Unfortunately, like many old family photos, there is no date written on the back.

His uniform is the type worn in the 1920s, observed Jeff LaLande, the forest's archaeologist and historian. The style changed in 1930, he explained, noting forest employees were known as forest rangers back then.

"But I'm not sure why he would be wearing jodhpurs," LaLande added with a bemused smile.

I had to check with Mr. Webster on that one. The father of Mr. Google reports the name comes for the city in northwest India where the breeches first became popular.

I do recall Dad talking about periodically riding a horse along forest trails as part of his job, making the jodhpurs handy. But you have to wonder about the bears and other beasts snickering in his wake. My memories are of a quiet man with a deep laugh who loved the outdoors. Friends who knew him told me he was a man of his word.

I was thinking about that while watching an emotionally moving slide show during last week's gathering of mostly forest retirees in Grants Pass to commemorate the forest's birthday. Set to music, it was skillfully put together by Jes Webb with the assistance of his father, Lee Webb, a retired forest biologist.

It brought back memories of forest employees I had encountered while working for the Grants Pass Daily Courier newspaper in the 1980s, particularly then forest supervisor Ron McCormick.

After the paper ran an article based on an interview I had with McCormick, a group of community leaders stormed into his office, angry over his comments calling for a reduced timber harvest. A lesser man would have taken the easy way out by blaming a journalist for misconstruing his message.

McCormick didn't give an inch. He was a man of his word.

Like my dad, who went so far as to write his word in stone, albeit something that is frowned upon today.

When he was 23 he worked on the original fire lookout atop Pearsoll Peak a dozen miles west of Selma. He and other workers apparently had a little extra time on their hands one day.

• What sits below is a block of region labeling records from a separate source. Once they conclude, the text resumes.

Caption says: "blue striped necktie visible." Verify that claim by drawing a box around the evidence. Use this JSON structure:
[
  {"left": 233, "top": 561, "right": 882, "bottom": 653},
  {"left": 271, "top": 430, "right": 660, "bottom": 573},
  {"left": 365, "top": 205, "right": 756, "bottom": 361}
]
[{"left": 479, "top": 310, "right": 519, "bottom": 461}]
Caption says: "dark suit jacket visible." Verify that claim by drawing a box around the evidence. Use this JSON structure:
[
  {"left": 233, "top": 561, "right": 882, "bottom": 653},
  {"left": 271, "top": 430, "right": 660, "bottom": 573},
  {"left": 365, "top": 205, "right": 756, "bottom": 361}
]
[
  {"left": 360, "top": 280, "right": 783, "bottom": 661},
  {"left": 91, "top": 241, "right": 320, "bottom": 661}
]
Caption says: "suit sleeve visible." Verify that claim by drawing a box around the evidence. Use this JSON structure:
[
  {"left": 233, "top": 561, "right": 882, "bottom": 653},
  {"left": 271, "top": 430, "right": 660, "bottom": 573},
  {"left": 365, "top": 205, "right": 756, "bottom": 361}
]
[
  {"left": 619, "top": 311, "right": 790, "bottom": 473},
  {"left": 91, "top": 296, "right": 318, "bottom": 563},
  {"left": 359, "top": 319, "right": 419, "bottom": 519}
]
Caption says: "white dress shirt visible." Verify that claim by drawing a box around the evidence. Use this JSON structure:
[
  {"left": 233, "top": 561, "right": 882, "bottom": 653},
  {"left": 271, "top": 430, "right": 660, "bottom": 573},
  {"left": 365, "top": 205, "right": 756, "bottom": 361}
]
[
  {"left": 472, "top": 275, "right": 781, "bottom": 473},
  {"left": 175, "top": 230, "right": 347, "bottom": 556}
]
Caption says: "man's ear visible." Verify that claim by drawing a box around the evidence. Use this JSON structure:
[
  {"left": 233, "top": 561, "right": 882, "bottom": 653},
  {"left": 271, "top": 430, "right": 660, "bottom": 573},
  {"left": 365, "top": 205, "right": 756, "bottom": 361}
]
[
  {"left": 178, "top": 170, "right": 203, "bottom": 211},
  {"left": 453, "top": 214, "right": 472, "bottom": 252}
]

He chiseled his name - the same as mine since I'm a junior - deeply into a rock about the size of a refrigerator. That was around 1930.

As a result, I periodically get a call from a Pearsoll Peak visitor asking why my name is on a remote peak.

I explain it's part of my father's legacy, a proud legacy of watching over our national treasures, even if it sometimes required wearing funny pants.